Talk:Second-generation programming language

From Wikipedia, the free encyclopedia

The idea of "generations" of programming languages appears to have arisen as a bit of marketing jargon particularly around the epoch of the so-called "fourth-generation" languages. The proposed distinctions imply that trends in language popularity are progressive rather than being driven by a combination of marketing fads and shifting requirements.

It is increasingly obvious, however, that this is the case: while there is a broad general trend towards greater abstraction from the hardware, it is not monotonic. For instance see the decline in popularity of the more-abstract language Lisp in favor of the closer-to-hardware C and C++ in the 1980s and '90s.
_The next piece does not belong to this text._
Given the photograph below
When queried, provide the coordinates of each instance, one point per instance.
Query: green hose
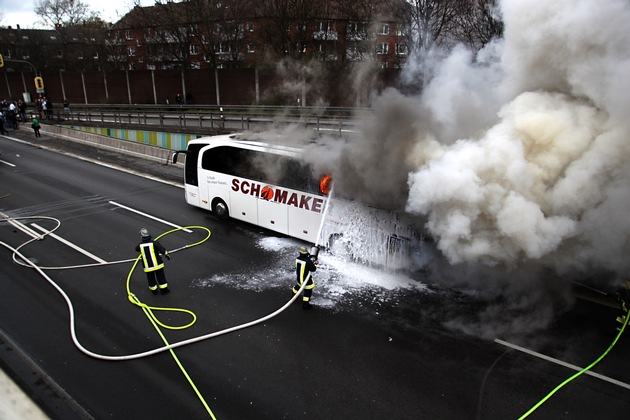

Nor is there a determined trend towards application specificity; see, for instance, the demise of special-purpose COBOL for general-purpose Java in business applications.

Of course, changes in language popularity are not driven entirely by marketing. COBOL lacks standard libraries to talk to Internet clients; Java has them. As talking to the Internet becomes more important for the problem domain, usage migrates to a language where it is natural: Java. Likewise in other domains: biological science programming, once dominated by Fortran, acquires a need for text processing due to the rising importance of genomics, and begins to migrate to Perl. These changes are not toward greater application specificity, but rather toward closer fit to changing application requirements.

(Indeed, the newly adopted languages often lack underlying application-specific features the old ones have: Java does not have fixed-point decimal numbers, a COBOL feature valuable for business applications.)

What's my point? The idea of successive "generations" of programming languages replacing one another at higher levels of abstraction and application specificity is not historically accurate after, say, 1960. (COBOL, Fortran, and Lisp all existed in 1960.) Wikipedia should not present it uncritically, but rather note it wherever it appears as folk-history and marketing jargon rather than historical reality. --FOo 15:23, 8 Dec 2003 (UTC)

[edit] Scope/accuracy of this article

This article, the other articles in the programming language generation series, and the first comment on this discussion page, all characterize language generations in a way that seems strange to me.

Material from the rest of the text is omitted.